Questions à… Éric Frouin, anatomo-cyto-pathologiste (vidéo)

Eric Frouin, anatomo-cyto-pathologiste

Dermatologue de formation, le Dr Éric Frouin a commencé ses études de médecine à l’Université de Tours, avant de prendre la direction de Strasbourg pour son internat et son clinicat. Il se passionne pour l’anatomie et la cytologie pathologique et repart pour trois ans de formation à l’Université de Montpellier. Il obtient finalement une qualification du conseil de l’Ordre des médecins, et exerce depuis novembre 2013 au CHU de Poitiers en tant qu’anatomo-cyto-pathologiste.

Vous constatez que l’anatomie et cytologie pathologique est souvent perçue comme « ésotérique ». Pouvez-vous nous éclairer sur votre spécialité ?
Effectivement, notre discipline est souvent mal connue de nos confrères et du personnel hospitalier. L’anatomie et cytologie pathologique, ou « anapath », consiste à étudier les modifications des cellules et des tissus induites par des processus physiologiques ou pathologiques. La première application de cette discipline médicale est le diagnostic des maladies et notamment des cancers. La classification des tumeurs bénignes et des tumeurs malignes repose essentiellement sur des critères anatomo-pathologiques, cela représente environ 80% de notre activité.

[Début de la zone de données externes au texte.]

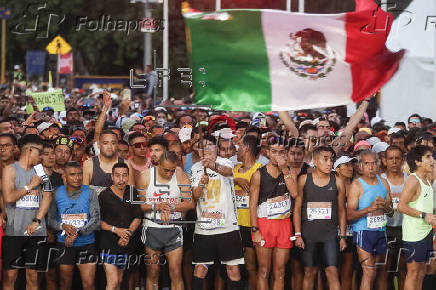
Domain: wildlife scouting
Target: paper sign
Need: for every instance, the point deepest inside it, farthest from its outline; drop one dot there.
(54, 99)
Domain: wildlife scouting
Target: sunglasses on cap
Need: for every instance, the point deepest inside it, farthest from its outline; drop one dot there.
(140, 145)
(77, 140)
(64, 141)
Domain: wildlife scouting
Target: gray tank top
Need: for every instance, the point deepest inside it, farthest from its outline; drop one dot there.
(21, 213)
(319, 211)
(397, 219)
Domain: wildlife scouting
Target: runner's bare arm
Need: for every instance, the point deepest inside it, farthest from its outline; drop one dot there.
(409, 194)
(341, 206)
(10, 194)
(141, 186)
(131, 174)
(356, 191)
(299, 203)
(186, 204)
(289, 124)
(254, 197)
(389, 209)
(87, 171)
(339, 143)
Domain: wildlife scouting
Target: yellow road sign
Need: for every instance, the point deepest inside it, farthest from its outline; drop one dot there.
(58, 46)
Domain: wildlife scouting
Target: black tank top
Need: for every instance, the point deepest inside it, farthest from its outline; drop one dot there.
(270, 187)
(320, 230)
(99, 177)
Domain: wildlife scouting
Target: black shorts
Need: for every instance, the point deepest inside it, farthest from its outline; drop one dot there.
(326, 253)
(247, 241)
(226, 248)
(23, 252)
(77, 255)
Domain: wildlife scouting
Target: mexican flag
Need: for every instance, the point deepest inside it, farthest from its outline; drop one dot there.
(272, 60)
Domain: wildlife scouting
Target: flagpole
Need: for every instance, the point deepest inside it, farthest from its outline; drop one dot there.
(301, 6)
(3, 51)
(165, 50)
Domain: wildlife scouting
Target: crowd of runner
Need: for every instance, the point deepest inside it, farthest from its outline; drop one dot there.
(190, 198)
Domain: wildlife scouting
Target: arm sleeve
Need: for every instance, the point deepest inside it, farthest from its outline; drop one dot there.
(94, 213)
(52, 214)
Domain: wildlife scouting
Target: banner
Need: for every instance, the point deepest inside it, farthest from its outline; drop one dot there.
(54, 99)
(65, 64)
(35, 62)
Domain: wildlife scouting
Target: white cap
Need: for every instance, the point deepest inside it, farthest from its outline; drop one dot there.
(393, 130)
(380, 147)
(225, 133)
(43, 126)
(160, 109)
(376, 120)
(342, 160)
(185, 134)
(373, 140)
(305, 122)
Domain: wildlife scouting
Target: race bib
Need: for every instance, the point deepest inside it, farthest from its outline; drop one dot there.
(279, 207)
(319, 210)
(29, 201)
(76, 220)
(376, 221)
(395, 199)
(242, 201)
(212, 220)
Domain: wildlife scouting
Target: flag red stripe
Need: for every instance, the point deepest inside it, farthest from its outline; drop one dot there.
(372, 64)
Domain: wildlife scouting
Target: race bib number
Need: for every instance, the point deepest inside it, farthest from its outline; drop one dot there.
(76, 220)
(212, 220)
(395, 199)
(29, 201)
(376, 221)
(319, 210)
(279, 207)
(242, 201)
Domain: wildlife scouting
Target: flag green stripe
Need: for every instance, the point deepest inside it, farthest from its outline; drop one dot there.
(233, 54)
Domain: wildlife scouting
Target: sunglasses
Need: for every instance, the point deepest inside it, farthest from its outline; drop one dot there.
(149, 118)
(77, 140)
(140, 144)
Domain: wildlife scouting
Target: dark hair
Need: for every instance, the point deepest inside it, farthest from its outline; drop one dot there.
(122, 142)
(320, 149)
(296, 142)
(414, 116)
(108, 132)
(253, 144)
(30, 139)
(169, 156)
(393, 148)
(306, 127)
(120, 165)
(253, 129)
(74, 164)
(135, 135)
(11, 136)
(415, 154)
(158, 140)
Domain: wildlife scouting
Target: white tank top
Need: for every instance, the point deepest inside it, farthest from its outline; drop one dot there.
(161, 192)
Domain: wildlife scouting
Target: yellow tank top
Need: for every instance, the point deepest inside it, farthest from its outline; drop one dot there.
(416, 229)
(243, 198)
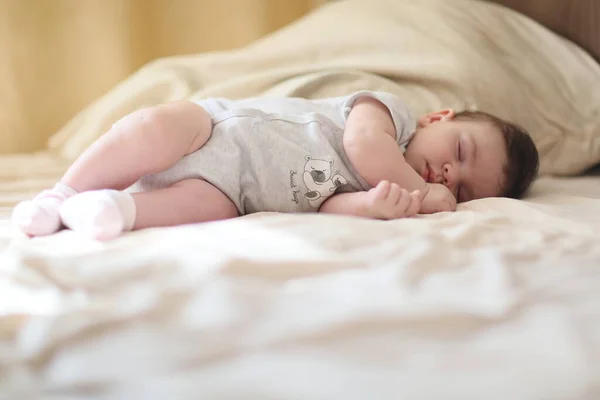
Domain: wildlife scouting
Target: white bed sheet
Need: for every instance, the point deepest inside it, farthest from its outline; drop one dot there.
(500, 300)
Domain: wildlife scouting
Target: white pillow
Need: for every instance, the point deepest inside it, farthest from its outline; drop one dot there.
(433, 53)
(461, 54)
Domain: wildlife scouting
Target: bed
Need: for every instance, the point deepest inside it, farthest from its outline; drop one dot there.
(500, 300)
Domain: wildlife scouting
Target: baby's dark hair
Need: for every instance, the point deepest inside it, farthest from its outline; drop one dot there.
(523, 159)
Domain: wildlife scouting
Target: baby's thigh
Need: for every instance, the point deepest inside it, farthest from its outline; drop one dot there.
(186, 202)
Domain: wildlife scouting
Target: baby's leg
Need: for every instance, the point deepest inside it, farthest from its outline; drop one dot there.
(104, 214)
(147, 141)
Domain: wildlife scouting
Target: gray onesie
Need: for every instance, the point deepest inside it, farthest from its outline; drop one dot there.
(279, 154)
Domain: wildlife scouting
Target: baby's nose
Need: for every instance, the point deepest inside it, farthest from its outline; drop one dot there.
(447, 175)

En pratique, nous recevons des prélèvements en provenance des autres services du CHU qui, une fois arrivés chez nous, vont suivre tout un circuit de préparation qui dure plusieurs jours. Cela débute par un examen médical, le plus souvent réalisé par les internes, puis les prélèvements sont pris en charge par les techniciens avant d’être finalement analysés par un anatomopathologiste, qui pourra alors faire un diagnostic et établir un pronostic. Aucun compte-rendu ne quitte le service sans avoir été signé au moins par un médecin senior.

Je consacre en moyenne une journée par semaine aux examens extemporanés, réalisés pendant une intervention chirurgicale pour permettre au chirurgien de prendre la décision opératoire la plus adaptée, et le reste du temps à l’analyse des prélèvements. Mon principal outil de travail est donc mon microscope. Tous les deux mois, je participe aussi à des séances de relecture avec un collège de médecins, en général à Paris, pour valider collégialement nos diagnostics concernant les tumeurs rares.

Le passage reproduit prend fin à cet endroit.